Verizon Communications Inc. (NYSE:VZ) is on the verge of completing the process of acquiring Yahoo! Inc. (NASDAQ:YHOO). A filing with the Securities & Exchange Commission reveals that the 21-year old company will split into two companies. The results will be a separate holding company and content and service enterprise. The media conglomerate is eying the latter for a whopping $4.8 billion. The acquisition plans were announced back in July by the company’s CEO Marissa Mayer but she did state in a memo to employees here intentions of remaining in the company after the buyout.
However, it is likely that things will take a different turn. There is a looming speculation of having Mayer and her team fired after the completion of the acquisition deal. They were offered a provision known as a “double trigger”, which comes with a handsome severance plus large chunks of their unvested stock after termination or closure of the deal.
But Yahoo’s double-trigger is unusual
More often than not double-triggers affect founders and senior managers of a company. This is not the case for this particular one according to Business Insider. It is covering all of the employees at the company. All of them will cash out on years worth of unvested stock. This will be instant but if Verizon fires them within one year after the closure of the deal will be entitled to more cash payment.
Many of execs on Mayer’s leadership team are not taking this kindly. Word has it that they are in consultation with their lawyers to obtain a clearer understanding of their exact entitlements in the event Verizon fired them.
But it remains uncertain how long Mayer will stick around
Guardian reports that the $4.8 billion acquisition deal is likely to be finalized by the second quarter of this year. Its finalization will welcome the new boss AOL CEO Tim Armstrong. Of interest to follow is how fast Verizon will swallow the heavy cost of laying off Yahoo staff.
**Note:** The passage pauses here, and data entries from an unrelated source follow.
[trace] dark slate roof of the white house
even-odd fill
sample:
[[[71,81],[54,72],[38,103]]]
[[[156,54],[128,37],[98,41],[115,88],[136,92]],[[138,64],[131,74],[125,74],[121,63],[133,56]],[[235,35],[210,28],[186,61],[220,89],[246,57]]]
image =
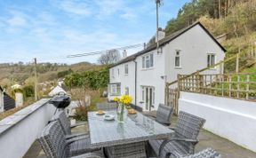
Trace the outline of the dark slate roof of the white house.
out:
[[[212,38],[213,42],[217,43],[220,46],[221,50],[226,51],[226,49],[212,36],[212,34],[206,28],[204,28],[204,26],[199,21],[195,22],[194,24],[192,24],[186,28],[182,28],[179,31],[172,33],[170,36],[166,36],[164,39],[159,41],[159,47],[164,46],[166,43],[170,43],[172,40],[174,40],[178,36],[181,36],[183,33],[187,32],[190,28],[194,28],[196,25],[199,25],[201,28],[203,28],[204,31],[206,32],[206,34]],[[119,62],[114,64],[112,67],[116,67],[116,66],[118,66],[120,64],[124,64],[125,62],[128,62],[128,61],[132,61],[132,60],[136,59],[136,57],[138,57],[142,54],[145,54],[149,51],[153,51],[155,49],[156,49],[156,43],[153,43],[153,44],[149,45],[146,49],[139,51],[135,54],[132,54],[131,56],[128,56],[125,59],[121,59]]]

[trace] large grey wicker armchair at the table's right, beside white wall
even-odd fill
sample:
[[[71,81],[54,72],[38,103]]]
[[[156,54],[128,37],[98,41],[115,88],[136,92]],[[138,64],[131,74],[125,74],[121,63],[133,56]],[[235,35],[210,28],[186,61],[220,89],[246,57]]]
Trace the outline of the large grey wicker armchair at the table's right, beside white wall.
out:
[[[180,111],[173,138],[168,140],[149,140],[149,145],[160,157],[182,157],[194,154],[196,139],[205,120]]]

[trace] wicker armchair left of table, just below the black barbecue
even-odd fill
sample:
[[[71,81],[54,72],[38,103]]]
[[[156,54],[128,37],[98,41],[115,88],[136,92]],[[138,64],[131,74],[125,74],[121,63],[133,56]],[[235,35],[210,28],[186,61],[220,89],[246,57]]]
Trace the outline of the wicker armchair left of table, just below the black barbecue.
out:
[[[69,141],[73,141],[73,140],[76,140],[76,139],[81,139],[81,138],[89,138],[89,134],[86,133],[86,132],[82,132],[82,133],[76,133],[76,134],[73,134],[71,132],[71,129],[72,128],[75,128],[77,126],[81,126],[81,125],[84,125],[86,124],[85,122],[82,122],[82,123],[77,123],[75,125],[71,125],[70,124],[70,121],[68,119],[68,116],[65,114],[64,111],[60,111],[58,113],[56,113],[53,118],[52,118],[52,121],[59,121],[60,122],[60,125],[62,127],[62,129],[64,130],[64,133],[65,133],[65,137],[67,139],[69,139]]]

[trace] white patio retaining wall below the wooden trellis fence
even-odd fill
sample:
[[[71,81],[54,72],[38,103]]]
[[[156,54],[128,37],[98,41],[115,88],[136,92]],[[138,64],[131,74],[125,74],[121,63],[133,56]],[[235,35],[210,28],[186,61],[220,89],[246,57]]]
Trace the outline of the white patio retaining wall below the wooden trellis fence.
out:
[[[256,152],[256,102],[182,91],[179,110],[203,117],[205,130]]]

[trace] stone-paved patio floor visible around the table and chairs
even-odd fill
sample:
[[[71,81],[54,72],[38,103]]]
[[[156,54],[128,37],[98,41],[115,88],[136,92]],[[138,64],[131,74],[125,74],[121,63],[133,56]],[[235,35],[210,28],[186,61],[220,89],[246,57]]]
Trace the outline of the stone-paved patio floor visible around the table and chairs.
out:
[[[151,112],[150,114],[155,115],[156,112]],[[175,125],[177,121],[176,116],[172,116],[172,125]],[[88,126],[80,126],[76,127],[74,132],[82,132],[88,131]],[[196,145],[196,152],[201,151],[204,148],[212,147],[218,153],[222,155],[222,157],[227,158],[253,158],[256,157],[256,154],[250,150],[245,149],[242,146],[237,146],[233,142],[229,141],[225,138],[220,138],[217,135],[212,134],[207,130],[201,130],[199,133],[199,143]],[[44,158],[44,151],[39,145],[38,141],[34,142],[34,144],[28,150],[28,153],[25,154],[24,158]]]

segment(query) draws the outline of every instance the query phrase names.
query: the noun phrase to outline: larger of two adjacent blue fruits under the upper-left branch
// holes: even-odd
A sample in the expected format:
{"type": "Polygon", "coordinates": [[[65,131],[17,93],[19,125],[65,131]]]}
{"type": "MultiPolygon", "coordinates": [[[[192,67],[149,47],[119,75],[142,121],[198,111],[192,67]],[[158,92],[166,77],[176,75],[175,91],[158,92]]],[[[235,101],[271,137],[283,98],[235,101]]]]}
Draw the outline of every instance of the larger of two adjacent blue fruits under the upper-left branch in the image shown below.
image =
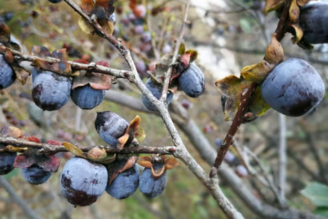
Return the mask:
{"type": "Polygon", "coordinates": [[[32,71],[33,101],[43,110],[57,110],[63,107],[70,98],[72,79],[51,71],[37,74],[32,71]]]}

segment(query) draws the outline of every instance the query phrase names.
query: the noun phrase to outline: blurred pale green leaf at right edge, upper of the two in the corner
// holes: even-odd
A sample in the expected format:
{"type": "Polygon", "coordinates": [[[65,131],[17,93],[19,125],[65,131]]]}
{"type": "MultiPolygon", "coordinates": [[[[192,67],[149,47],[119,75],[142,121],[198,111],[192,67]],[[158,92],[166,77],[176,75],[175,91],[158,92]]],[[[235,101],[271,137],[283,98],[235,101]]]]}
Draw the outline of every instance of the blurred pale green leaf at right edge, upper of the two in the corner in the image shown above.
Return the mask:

On several occasions, Mayer has stated that she will still remain at Yahoo after the deal closes but this still hangs in the balance. This is because the only thing mentioned in the SEC filing is her resignation as a member of the board of directors.
Meanwhile, Verizon’s executive Marni Walden explains, “Right now as I’ve said, there’s a lot of stuff we don’t know. Obviously, with the second breach, there’s a lot of work that has to happen, so I’m not gonna put a timeframe on it. I honestly don’t have a timeframe. We don’t have a desire to have it drag on forever. “
In the meantime, Yahoo’s stock closed at $43.93 witnessing an increase of $0.15 or 0.35% while that of Verizon closed at $47.99 a fall of $0.39 or 0.81%.